If it’s meant to be, it’s meant to be.’ A fatalistic cod-philosophy abnegating individual responsibility; most familiar from interviews with X Factor contestants although more recognisable to an older generation as Doris Day’s ‘Que sera, sera.’
Highly related in both media outlet and its complete absence of meaning is ‘It is what it is.’ Popularised by X Factor judge Simon Cowell, it might sound like a quotation from Sartre’s Being and Nothingness but has more in common with Sinatra’s ‘Do be do be do’ as it also relinquishes any responsibility to comment on, in Cowell’s case, yet another mediocre performance act.
110% has been around so long now it is usually inflated to 150%, although with no consequent refreshing of the cliche.

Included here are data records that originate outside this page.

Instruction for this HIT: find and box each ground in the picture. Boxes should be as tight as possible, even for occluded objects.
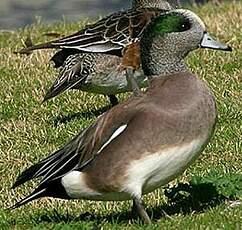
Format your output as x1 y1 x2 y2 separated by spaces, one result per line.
0 1 242 229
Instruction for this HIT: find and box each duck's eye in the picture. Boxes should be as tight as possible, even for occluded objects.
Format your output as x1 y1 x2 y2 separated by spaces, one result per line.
180 21 191 31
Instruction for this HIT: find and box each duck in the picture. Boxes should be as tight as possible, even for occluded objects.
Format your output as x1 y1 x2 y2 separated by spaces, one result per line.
19 0 176 106
12 9 232 224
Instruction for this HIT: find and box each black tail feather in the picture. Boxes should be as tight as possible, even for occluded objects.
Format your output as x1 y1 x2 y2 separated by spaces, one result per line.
16 42 59 54
12 150 64 189
9 188 47 209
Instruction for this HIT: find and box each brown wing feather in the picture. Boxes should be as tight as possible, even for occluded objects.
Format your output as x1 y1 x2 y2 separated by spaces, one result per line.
19 8 166 53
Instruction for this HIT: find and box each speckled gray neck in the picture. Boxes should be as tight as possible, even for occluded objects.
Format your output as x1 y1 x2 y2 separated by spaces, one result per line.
141 33 187 76
132 0 173 10
140 10 205 76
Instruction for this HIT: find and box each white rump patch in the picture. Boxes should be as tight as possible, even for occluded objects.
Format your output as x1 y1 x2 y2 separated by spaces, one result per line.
122 139 206 196
61 171 100 199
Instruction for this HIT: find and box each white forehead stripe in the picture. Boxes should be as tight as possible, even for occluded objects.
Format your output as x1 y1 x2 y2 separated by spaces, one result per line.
174 9 206 30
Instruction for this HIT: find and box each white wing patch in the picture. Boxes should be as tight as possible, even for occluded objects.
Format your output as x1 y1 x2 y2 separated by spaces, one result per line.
97 125 127 153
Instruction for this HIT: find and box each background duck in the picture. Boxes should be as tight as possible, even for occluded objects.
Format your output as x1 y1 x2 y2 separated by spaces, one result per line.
17 0 180 105
12 10 231 223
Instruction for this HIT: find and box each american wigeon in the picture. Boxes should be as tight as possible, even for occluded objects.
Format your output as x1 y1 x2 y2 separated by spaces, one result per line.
20 0 176 105
13 10 231 223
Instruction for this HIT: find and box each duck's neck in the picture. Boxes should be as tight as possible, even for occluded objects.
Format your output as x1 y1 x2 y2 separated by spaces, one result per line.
132 0 172 10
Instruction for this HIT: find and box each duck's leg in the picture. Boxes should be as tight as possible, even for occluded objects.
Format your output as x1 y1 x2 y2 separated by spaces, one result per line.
132 198 151 224
122 42 142 96
126 67 142 96
108 94 118 107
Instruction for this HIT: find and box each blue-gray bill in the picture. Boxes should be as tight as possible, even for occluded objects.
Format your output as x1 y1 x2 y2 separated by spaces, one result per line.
200 32 232 51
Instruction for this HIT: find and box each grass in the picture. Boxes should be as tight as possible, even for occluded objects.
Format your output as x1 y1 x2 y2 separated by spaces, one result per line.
0 1 242 230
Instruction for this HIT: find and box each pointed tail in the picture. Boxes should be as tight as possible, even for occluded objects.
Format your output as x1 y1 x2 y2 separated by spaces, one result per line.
8 188 47 210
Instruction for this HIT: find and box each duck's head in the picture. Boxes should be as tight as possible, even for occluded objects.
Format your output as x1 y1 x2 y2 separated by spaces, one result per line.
132 0 174 10
141 9 232 75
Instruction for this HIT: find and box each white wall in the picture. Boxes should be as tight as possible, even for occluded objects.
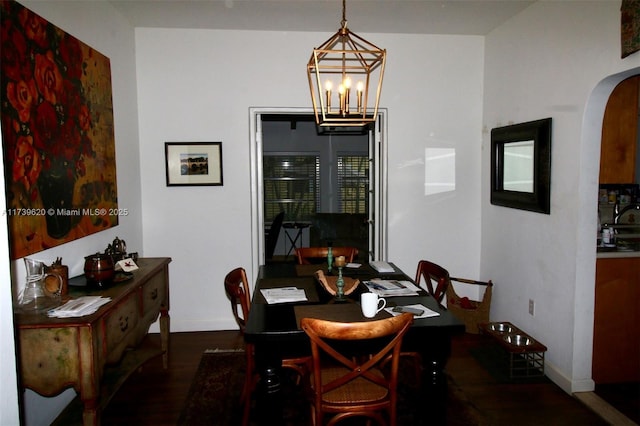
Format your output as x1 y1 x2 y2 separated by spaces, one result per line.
136 28 483 331
7 1 143 426
481 1 640 391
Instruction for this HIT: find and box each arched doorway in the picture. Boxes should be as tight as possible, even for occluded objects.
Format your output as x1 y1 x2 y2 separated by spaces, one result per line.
573 67 640 392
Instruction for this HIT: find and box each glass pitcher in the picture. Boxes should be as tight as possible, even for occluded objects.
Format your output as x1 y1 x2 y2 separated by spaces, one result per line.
18 257 62 311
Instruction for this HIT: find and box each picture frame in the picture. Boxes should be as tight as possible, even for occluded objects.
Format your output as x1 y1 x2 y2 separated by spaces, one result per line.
164 142 223 186
491 118 552 214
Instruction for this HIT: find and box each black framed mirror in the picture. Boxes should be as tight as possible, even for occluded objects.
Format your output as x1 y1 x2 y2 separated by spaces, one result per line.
491 118 551 214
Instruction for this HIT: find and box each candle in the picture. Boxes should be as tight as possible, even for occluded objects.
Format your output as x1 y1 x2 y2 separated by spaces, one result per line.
356 81 364 112
324 80 333 112
344 77 351 114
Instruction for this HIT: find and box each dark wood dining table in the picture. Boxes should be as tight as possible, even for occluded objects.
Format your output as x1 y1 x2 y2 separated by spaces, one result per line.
245 263 465 424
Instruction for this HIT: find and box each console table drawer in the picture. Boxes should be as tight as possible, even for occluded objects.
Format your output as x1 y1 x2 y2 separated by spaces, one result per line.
142 275 167 317
105 293 138 353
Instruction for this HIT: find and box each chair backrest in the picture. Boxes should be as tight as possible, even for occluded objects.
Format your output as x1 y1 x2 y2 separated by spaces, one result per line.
265 212 284 260
296 247 358 265
300 313 413 424
224 268 251 332
416 260 451 303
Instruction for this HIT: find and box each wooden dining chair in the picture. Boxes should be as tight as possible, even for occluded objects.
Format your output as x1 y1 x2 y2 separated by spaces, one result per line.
296 247 358 265
224 268 310 426
300 313 413 426
415 260 451 304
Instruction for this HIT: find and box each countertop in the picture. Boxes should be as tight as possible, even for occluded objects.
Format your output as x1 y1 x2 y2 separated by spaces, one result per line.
596 247 640 259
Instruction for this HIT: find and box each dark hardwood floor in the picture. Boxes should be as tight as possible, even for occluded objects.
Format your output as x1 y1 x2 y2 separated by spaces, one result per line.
84 331 633 426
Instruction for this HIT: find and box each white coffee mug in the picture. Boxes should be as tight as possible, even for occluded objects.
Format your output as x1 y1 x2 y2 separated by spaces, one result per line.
360 293 387 318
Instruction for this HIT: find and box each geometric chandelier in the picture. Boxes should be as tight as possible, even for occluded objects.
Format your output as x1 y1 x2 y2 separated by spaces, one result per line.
307 0 387 127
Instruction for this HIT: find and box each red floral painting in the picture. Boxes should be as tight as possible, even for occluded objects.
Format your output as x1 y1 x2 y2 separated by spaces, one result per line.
0 1 118 259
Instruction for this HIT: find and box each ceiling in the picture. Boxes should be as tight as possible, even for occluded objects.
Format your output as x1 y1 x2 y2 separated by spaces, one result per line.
109 0 534 35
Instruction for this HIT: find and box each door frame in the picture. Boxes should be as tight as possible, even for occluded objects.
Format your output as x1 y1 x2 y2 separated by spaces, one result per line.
249 107 388 278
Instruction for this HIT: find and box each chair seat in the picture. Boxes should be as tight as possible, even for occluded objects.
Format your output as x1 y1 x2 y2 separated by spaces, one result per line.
322 367 389 406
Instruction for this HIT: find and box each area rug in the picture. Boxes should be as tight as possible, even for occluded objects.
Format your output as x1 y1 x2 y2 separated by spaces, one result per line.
469 344 550 384
178 351 481 426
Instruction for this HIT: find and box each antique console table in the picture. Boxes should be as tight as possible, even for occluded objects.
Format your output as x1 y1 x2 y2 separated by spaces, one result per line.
16 258 171 425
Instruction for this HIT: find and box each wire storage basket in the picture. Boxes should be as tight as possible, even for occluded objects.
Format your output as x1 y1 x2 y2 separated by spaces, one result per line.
447 277 493 334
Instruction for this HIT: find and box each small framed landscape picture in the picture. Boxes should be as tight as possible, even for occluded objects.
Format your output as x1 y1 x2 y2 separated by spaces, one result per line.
164 142 222 186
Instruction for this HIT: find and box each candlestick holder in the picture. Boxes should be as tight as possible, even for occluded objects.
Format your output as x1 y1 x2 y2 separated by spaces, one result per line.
336 266 347 300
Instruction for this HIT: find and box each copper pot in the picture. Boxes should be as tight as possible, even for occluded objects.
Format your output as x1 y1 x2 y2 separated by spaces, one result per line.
84 253 115 287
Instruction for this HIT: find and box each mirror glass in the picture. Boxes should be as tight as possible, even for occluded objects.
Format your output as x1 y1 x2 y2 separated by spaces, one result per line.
491 118 551 214
504 141 534 193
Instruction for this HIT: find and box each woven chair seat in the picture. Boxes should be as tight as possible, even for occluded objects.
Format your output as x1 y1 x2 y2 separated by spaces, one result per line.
322 367 389 405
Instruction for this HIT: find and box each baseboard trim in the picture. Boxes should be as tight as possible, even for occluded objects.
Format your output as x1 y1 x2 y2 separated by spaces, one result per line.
573 392 638 426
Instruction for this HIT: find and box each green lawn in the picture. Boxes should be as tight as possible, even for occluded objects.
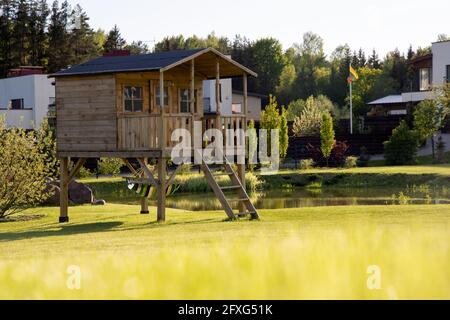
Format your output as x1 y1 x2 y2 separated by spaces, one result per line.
0 204 450 299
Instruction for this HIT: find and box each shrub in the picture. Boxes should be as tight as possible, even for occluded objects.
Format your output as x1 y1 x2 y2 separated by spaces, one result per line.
356 147 370 167
384 121 419 165
77 167 93 178
320 112 335 166
436 136 448 163
0 118 50 218
98 158 123 175
300 159 315 170
344 156 358 168
306 141 349 167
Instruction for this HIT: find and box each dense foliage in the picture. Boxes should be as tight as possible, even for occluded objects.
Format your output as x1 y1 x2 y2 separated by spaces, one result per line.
0 118 49 218
0 0 440 109
384 121 420 165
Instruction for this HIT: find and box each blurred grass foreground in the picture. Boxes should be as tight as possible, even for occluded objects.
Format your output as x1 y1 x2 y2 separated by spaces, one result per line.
0 205 450 299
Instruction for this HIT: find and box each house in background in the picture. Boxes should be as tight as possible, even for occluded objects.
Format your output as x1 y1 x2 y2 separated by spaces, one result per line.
0 67 55 129
366 41 450 121
203 79 264 122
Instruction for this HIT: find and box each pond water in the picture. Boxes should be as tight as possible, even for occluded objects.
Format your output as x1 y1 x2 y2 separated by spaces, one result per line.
96 186 450 211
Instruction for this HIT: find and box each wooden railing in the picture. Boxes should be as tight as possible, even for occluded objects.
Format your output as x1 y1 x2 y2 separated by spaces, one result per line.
117 113 246 151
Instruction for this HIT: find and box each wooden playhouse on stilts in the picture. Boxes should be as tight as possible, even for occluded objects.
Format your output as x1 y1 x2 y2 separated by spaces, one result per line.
51 48 258 222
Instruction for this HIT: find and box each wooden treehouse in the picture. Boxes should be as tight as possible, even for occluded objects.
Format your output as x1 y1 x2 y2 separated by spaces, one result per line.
51 48 258 222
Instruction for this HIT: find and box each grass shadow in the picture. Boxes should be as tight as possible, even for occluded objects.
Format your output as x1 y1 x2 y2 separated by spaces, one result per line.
0 221 123 242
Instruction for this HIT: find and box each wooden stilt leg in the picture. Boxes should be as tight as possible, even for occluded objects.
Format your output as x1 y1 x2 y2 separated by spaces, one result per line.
141 159 150 214
141 197 150 214
157 157 166 222
237 164 246 212
59 157 69 223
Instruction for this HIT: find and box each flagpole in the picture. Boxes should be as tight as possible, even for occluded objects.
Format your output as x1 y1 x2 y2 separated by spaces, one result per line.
349 81 353 134
349 62 353 134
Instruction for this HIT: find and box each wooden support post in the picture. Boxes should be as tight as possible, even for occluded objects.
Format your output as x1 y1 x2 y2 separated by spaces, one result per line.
59 157 69 223
157 156 166 222
238 73 248 212
189 59 197 157
141 158 150 214
159 71 166 156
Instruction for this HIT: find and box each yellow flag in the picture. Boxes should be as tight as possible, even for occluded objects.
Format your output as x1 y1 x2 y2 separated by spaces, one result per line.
350 66 359 80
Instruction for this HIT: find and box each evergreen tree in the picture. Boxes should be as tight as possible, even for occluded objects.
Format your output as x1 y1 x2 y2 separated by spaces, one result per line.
69 5 100 65
358 48 367 68
29 0 50 66
103 25 126 52
0 0 15 77
367 49 381 69
48 0 70 72
12 0 30 66
279 107 289 158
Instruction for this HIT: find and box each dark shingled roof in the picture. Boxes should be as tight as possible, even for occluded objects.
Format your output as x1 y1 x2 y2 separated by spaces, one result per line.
51 49 204 77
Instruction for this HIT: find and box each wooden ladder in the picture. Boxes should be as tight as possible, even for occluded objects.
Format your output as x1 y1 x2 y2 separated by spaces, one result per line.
201 157 259 220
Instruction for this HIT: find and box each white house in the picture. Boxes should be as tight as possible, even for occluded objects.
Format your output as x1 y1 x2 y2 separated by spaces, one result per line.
0 74 55 129
203 79 263 121
369 41 450 115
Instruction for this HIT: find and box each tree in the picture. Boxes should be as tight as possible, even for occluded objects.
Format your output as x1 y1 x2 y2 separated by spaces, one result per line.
252 38 284 94
0 0 15 78
68 4 100 65
294 32 328 99
261 95 280 156
367 49 381 69
103 25 126 52
0 118 49 218
414 100 444 160
384 121 420 165
320 112 335 166
36 119 59 178
279 108 289 158
124 41 150 54
276 64 297 101
293 96 323 137
48 0 70 73
247 120 258 171
29 0 50 66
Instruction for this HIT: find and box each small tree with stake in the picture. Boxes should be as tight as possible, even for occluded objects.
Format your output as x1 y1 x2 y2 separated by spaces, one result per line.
320 112 335 167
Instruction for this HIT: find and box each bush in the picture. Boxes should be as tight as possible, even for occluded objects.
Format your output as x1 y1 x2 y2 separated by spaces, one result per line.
356 147 370 167
300 159 315 170
306 141 349 167
384 121 420 165
98 158 123 176
344 156 358 168
77 167 94 178
0 118 50 218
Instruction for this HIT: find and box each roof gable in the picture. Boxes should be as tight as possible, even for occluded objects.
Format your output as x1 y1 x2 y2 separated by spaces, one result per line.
50 48 257 77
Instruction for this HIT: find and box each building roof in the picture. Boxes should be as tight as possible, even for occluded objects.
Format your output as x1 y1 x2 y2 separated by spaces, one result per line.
368 94 403 105
233 90 268 99
51 48 257 78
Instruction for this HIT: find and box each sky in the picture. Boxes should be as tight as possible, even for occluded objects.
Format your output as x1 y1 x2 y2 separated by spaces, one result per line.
65 0 450 56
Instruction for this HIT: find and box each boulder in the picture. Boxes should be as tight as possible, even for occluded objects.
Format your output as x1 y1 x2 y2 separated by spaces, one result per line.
42 181 61 206
92 199 106 206
69 181 94 204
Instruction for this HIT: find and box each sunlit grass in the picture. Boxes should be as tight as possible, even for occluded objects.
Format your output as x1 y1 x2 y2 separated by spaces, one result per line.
0 205 450 299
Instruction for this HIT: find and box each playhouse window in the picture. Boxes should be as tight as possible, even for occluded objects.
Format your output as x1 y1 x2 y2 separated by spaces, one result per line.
155 87 169 107
124 87 143 112
11 99 25 110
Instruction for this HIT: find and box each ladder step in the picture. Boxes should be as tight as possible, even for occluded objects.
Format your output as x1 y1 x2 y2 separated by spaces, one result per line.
235 211 256 218
220 186 241 190
213 172 233 177
228 198 250 202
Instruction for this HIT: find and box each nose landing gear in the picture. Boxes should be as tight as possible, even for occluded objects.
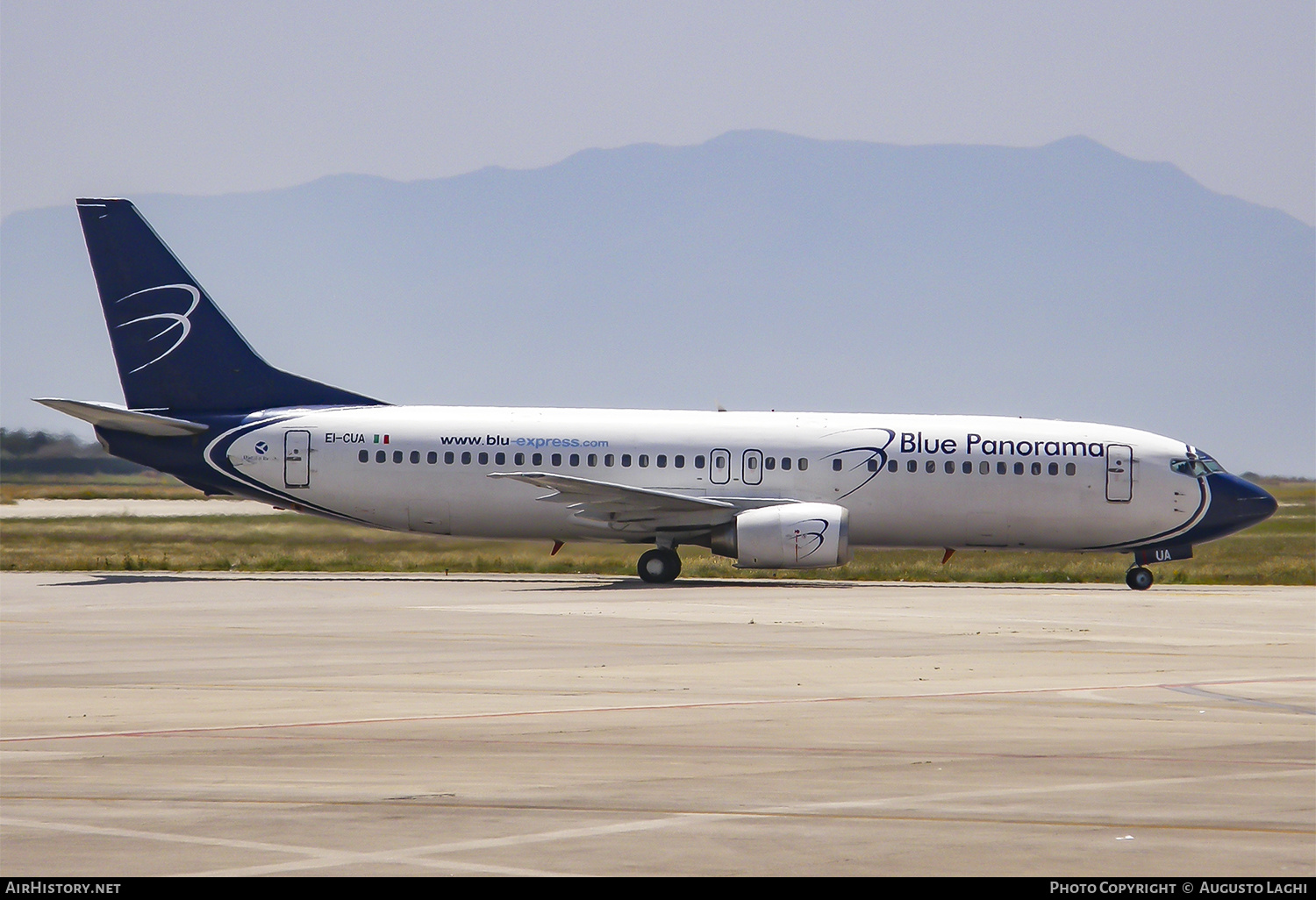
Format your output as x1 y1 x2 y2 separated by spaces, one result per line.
1124 566 1155 591
636 547 681 584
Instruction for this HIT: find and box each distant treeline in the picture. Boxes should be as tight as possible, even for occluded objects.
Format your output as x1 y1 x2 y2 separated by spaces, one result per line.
0 428 150 475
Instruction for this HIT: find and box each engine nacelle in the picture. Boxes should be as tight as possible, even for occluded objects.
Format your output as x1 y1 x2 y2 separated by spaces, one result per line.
711 503 850 568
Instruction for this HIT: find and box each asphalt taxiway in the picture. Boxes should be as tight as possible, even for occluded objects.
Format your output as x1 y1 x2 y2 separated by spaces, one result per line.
0 573 1316 878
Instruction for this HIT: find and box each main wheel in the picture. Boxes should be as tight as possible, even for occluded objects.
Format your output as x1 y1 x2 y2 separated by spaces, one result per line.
1124 566 1155 591
636 547 681 584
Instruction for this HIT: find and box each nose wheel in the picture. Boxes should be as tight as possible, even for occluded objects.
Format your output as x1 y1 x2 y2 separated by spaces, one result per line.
636 547 681 584
1124 566 1155 591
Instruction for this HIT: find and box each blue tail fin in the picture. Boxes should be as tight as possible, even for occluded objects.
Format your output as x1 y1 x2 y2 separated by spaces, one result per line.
78 200 381 413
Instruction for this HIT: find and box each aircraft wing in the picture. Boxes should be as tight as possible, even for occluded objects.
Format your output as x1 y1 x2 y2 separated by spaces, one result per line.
490 473 739 523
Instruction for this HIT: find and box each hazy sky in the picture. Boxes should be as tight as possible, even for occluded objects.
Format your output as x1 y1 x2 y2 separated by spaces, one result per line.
0 0 1316 224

Sports coach speak (a genre in itself) for ‘give everything.’ More recently, declining perhaps to inflate to 200%, it has spawned the organic growth of ‘Don’t leave anything in the dressing room’ (not to be confused with PE teacher speak for ‘This school’s full of thieving little shits’)
He’s lost the dressing room. Sounds really careless but this is commentator-speak for ‘the players think the manager is a rank and file prat’ who, in any case, earns less than them.
To die for. Print journalism hyperbole, most usually regurgitated by women and homosexuals. Liberty, Fraternity, Equality, the lives of your own children...these might offer you something to die for, not a pair of Manolo Blahnik heels.
Weird. Any experience outside the immediate mundane life of the speaker. It speaks not only of a limited vocabulary but a lack of imagination and internal life.